Education is all about empower other people and supporting people to change their behavior. Getting kids to pay attention in class, getting teens to understand they need to look at their future and getting students to share their talents to move the world. At the center of all this persuasion is selling: educators are sellers of ideas.
Our educational system ruled out empowerment. Instead of teaching us to create, it’s taught us to copy, memorize, obey and keep score. Pretty much the same qualities we look for in machines.
The work of Daniel Pink and Marty Neumeier is inspiring to me. Guided by findings in educational research and neuroscience, the emphasis on cognitive skills like calculation and memorization is evolving to meta skills and non-cognitive skills like collaboration and improvisation. The tools and skills we have developed for the last era are inadequate to address the challenges of the next era. We find ourselves caught in the middle between to incompatible paradigms: the old industrial platform is collapsing, but we can’t quite make out the new platform.

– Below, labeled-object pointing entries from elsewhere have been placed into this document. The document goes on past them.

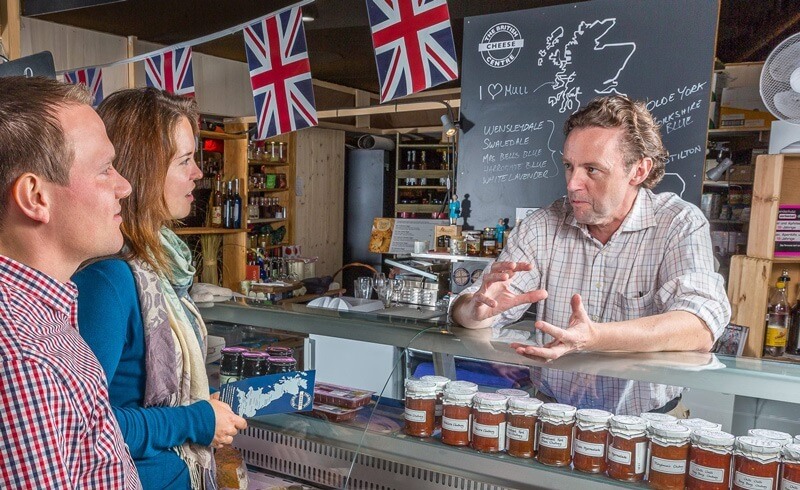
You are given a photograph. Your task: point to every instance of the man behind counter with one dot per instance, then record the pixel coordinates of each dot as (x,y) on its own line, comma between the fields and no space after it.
(613,266)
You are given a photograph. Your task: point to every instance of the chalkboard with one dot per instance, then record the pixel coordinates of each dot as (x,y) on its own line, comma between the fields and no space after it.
(524,73)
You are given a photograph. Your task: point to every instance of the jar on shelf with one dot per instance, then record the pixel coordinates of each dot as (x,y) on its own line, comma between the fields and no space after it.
(755,463)
(710,458)
(591,439)
(790,472)
(781,438)
(627,448)
(456,410)
(488,422)
(556,422)
(669,453)
(440,382)
(420,408)
(523,413)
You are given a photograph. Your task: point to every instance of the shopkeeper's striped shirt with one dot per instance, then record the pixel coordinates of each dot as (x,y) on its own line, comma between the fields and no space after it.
(659,260)
(58,430)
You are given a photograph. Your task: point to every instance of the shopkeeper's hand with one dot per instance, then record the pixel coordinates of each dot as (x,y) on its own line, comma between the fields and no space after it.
(495,295)
(579,335)
(228,424)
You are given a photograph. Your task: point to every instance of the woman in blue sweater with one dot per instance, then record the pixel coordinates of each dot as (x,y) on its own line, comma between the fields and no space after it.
(134,311)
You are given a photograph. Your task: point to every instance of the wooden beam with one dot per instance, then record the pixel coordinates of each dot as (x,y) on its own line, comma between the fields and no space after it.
(10,28)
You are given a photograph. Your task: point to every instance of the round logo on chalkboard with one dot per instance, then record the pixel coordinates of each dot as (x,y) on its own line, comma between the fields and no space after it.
(501,45)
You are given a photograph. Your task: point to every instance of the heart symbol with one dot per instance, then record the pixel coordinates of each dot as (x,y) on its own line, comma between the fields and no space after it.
(494,89)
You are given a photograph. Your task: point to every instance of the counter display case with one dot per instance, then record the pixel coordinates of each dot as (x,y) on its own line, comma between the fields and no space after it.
(343,454)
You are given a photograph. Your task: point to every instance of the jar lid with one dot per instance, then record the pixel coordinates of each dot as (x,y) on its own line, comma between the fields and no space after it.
(439,381)
(509,392)
(758,445)
(781,437)
(467,385)
(628,422)
(791,452)
(559,410)
(527,404)
(696,423)
(711,437)
(593,416)
(670,430)
(420,387)
(652,418)
(490,400)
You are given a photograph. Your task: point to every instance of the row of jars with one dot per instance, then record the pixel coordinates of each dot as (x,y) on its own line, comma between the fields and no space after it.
(239,363)
(668,453)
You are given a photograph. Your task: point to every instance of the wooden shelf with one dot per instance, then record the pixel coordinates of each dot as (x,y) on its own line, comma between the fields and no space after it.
(207,231)
(220,136)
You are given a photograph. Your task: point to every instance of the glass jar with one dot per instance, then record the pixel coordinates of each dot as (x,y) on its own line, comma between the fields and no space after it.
(488,422)
(420,408)
(254,364)
(627,448)
(710,458)
(523,413)
(440,382)
(790,472)
(755,463)
(230,366)
(591,438)
(456,410)
(669,452)
(781,438)
(556,421)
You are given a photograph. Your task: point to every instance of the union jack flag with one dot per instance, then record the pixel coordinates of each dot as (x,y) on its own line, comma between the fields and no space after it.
(171,71)
(91,78)
(280,74)
(413,43)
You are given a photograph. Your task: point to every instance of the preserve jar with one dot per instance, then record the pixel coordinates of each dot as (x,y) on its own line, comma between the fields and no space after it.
(523,412)
(440,382)
(556,422)
(710,458)
(627,448)
(669,452)
(489,422)
(420,408)
(591,438)
(755,464)
(696,423)
(781,438)
(456,410)
(790,474)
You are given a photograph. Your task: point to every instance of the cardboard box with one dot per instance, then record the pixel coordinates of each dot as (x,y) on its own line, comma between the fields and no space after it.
(450,231)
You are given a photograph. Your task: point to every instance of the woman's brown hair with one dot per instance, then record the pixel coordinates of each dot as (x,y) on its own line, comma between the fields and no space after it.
(141,124)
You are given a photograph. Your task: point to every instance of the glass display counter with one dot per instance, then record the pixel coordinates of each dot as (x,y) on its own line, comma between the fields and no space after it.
(338,454)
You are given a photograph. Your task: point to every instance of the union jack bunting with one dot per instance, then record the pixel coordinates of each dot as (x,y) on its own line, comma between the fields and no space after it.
(171,71)
(91,78)
(280,74)
(413,43)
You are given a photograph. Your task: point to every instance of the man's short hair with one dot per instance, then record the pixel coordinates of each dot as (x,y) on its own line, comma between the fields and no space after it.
(31,137)
(640,139)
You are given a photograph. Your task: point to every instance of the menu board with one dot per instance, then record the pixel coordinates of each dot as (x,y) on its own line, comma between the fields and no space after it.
(525,72)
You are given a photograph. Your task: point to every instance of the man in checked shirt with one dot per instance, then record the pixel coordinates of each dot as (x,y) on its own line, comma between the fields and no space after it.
(612,266)
(59,206)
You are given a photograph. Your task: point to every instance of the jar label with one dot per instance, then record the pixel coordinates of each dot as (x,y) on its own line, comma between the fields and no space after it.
(455,425)
(589,448)
(518,433)
(668,466)
(751,482)
(418,416)
(704,473)
(555,442)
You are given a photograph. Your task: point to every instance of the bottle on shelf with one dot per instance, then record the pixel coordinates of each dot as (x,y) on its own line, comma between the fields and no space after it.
(777,319)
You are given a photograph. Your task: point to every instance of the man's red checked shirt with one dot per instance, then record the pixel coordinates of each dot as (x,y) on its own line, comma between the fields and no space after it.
(57,429)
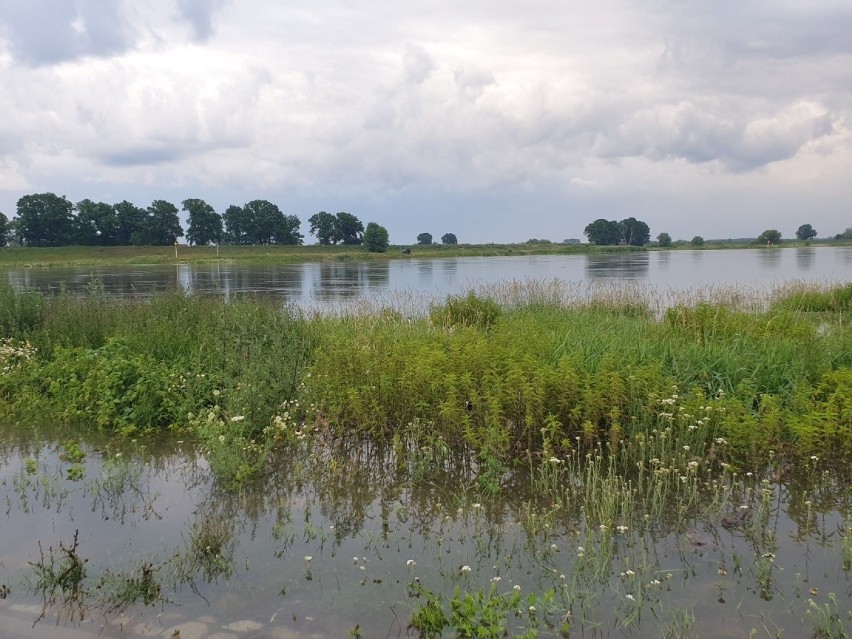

Educators can take a lesson from the commercial world: namely, teaching the complicated skill of finding problems. Problem identification is, the ability to dig out issues and challenges that aren’t necessarily obvious. And this is where students could benefit from educators — learning the process of identifying a problem. The focus has moved from problem solving to problem finding as a skill, Pink describes. Problem solving is an analytical, deductive kind of skill. Problem finding comes out of research on artists. It’s more of a conceptual kind of skill. We want a new type of industry that encourage the growth of talent. We want jobs that demand our best ideas, that respect our unique skills, that engage our minds as well as our muscles.
carrots and sticks
The standardized model of education is in deep need of an upgrade. We have a lot of learned behavior of compliance, and hunger for external rewards and no real engagement. We have this belief that people perform better if we hit them with this endless arsenal of carrots and sticks: If-then motivators. To get to that engagement, people have to unlearn these deeply rooted habits.
It’s time to ask students questions about their interests. Teachers than use the information to build challenging tasks around those particular interests. Another way of personalizing learning are DIY report cards. It emphasis the idea of: ‘this is what I want to learn; this is what I want to accomplish; this is what I want to get better at’. When students assess themselves, they hold themselves to a higher standard.
It’s all about making progress in meaningful work. And because we are still trying to apply Industrial Age ideas to Robotic Age realities it is so difficult. What the world needs are people who think for themselves, use their imagination, communicate well and can work in teams, and who can adapt to continuous change. The operating principle today is: ‘none of us are as smart as all of us’, says Neumeier. Yet to activate the creativity of a group we will need to bring our best selves to the party. This can change the way you look at students.